Summary:  Biogen got an accelerated approval yesterday of its Alzheimer drug which sent its share price up by 38%. But an accelerated approval requires a phase 4 confirmatory trial to confirm the clinical benefits, and the FDA approval came despite an expert panel said that there is not enough evidence to approve the therapy for marketing. Investors buying into the Alzheimer approval should be aware that it comes with a risk of not getting the final approval. We also take a look at the winners and losers so far during the rising inflation expectations, and what investors should look out for if the inflation rate persists at a higher level.


Yesterday’s biggest news came from the US biotechnology industry with Biogen getting an accelerated approval of its new Aduhelm drug against Alzheimer; the stock gained 38% adding $17bn in market value to Biogen. An accelerated approval is given based on a surrogate endpoint which means that there are markers indicating clinical benefits, but this must be shown in a phase 4 confirmatory trial to get the final approval. The FDA approval went against an expert panel saying there was not enough evidence for an approval. The reason for the FDA approval is in a specific clause about Biogen focusing on reducing amyloid which is a sticky and harmful protein that clogs the brain of Alzheimer’s patients. While the drug can reduce amyloid, the debate is ongoing on whether reducing amyloid is the key to treat patients with Alzheimer.

Source: Saxo Group

The news was big and caused a positive spillover effect into our NextGen Medicine basket, which also consists of biotechnology companies researching antibody therapy drugs. Other growth pockets in US equity markets such as bubble stocks and e-commerce also gained yesterday on the general rise in sentiment. While the FDA is potentially a landmark decision and key milestone in treating Alzheimer, there is still risk that the drug will not get the final approval. The next weeks will show whether the market believes in the drug or not.

The winners and losers from inflation

Since 8 November 2020, inflation expectations have risen dramatically reflecting a much faster reopening path due to effective Covid-19 vaccines. With rising inflation expectations, the discussion about transitory vs. permanently higher inflation rate has raged among investors and economists. Consensus still bets on transitory inflation, while we are leaning towards more permanent inflation driven by historical stimulus not seen in size since economic records began after WWII. If we are right that the world economy is flirting dangerously with inflation dynamics that could drastically counter the trend in inflation over the past three decades, equity investors must be prepared. So, what gains and losses during inflation?

If look at our theme baskets and how they have performed since 8 November 2020, we see a clear tendency.

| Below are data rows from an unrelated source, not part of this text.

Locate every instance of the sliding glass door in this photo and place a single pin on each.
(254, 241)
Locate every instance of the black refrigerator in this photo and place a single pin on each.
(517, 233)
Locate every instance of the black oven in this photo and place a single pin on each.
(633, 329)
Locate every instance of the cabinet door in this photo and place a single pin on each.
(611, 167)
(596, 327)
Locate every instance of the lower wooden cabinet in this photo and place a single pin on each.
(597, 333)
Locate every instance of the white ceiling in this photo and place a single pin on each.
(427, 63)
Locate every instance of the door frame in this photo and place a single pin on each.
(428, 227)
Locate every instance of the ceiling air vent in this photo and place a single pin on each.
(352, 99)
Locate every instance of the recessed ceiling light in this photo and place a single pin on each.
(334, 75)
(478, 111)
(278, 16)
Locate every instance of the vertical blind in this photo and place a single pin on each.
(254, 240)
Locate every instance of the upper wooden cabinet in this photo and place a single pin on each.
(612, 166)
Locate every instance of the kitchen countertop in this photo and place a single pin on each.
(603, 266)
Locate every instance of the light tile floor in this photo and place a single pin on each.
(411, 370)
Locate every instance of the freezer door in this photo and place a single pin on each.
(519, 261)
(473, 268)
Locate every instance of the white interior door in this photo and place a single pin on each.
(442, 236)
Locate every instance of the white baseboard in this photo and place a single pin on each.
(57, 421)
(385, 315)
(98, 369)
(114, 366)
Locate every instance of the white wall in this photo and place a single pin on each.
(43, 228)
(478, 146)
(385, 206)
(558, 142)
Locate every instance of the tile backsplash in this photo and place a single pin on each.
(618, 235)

Companies operating in the physical world have gained the most with themes like India, logistics, and commodity sector being the best performing themes, while China consumer & technology, gaming and bubble stocks themes have done worst.

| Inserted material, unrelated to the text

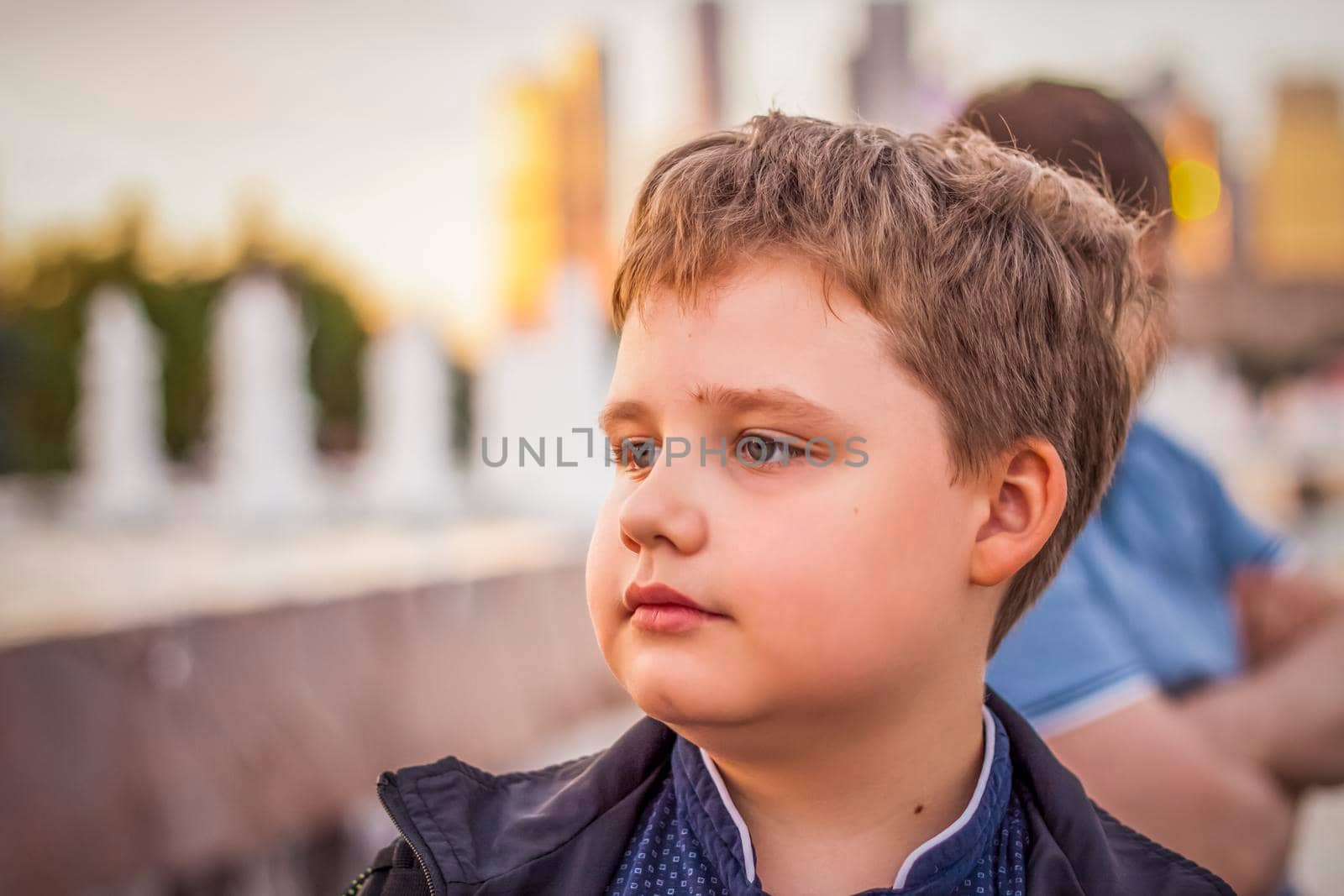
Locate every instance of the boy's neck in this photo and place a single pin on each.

Aswath Damodaran, finance professor at NYU, has created this excellent graphics showing how inflation impacts equities. Higher inflation lifts nominal GDP growth and thus creates higher growth rates across all industries and thus also higher future cash flows. The operating margin is determined by the company’s market power and cost efficiency, and input costs which do not hit equally all companies as inflationary pressures have varying size in an inflation cycle. Higher growth also leads to higher need for investments (capex) which subtracts from cash flows to free cash flows available to shareholders or creditors. However, while higher growth leads to higher cash flows and thus higher equity values, the discount rate subtracts from these cash flows. The discount rate is a function of the risk-free rate and an equity risk premium. For now, the risk-free rate has not followed inflation expectations measured in markets, hence consensus is betting on inflation being transitory, and has recently settled around 1.6%. The risk premium on equities has declined recently (but could rise significantly if inflation sticks above 3.5%), and when factoring in these two developments the rising discount rate has not offset the higher growth expectations and thus equities have risen to new all-time highs.

Our view is still that investors should get exposure to the commodity sector, semiconductors, logistics, green transformation (but be selective on quality), and mega caps (pricing power).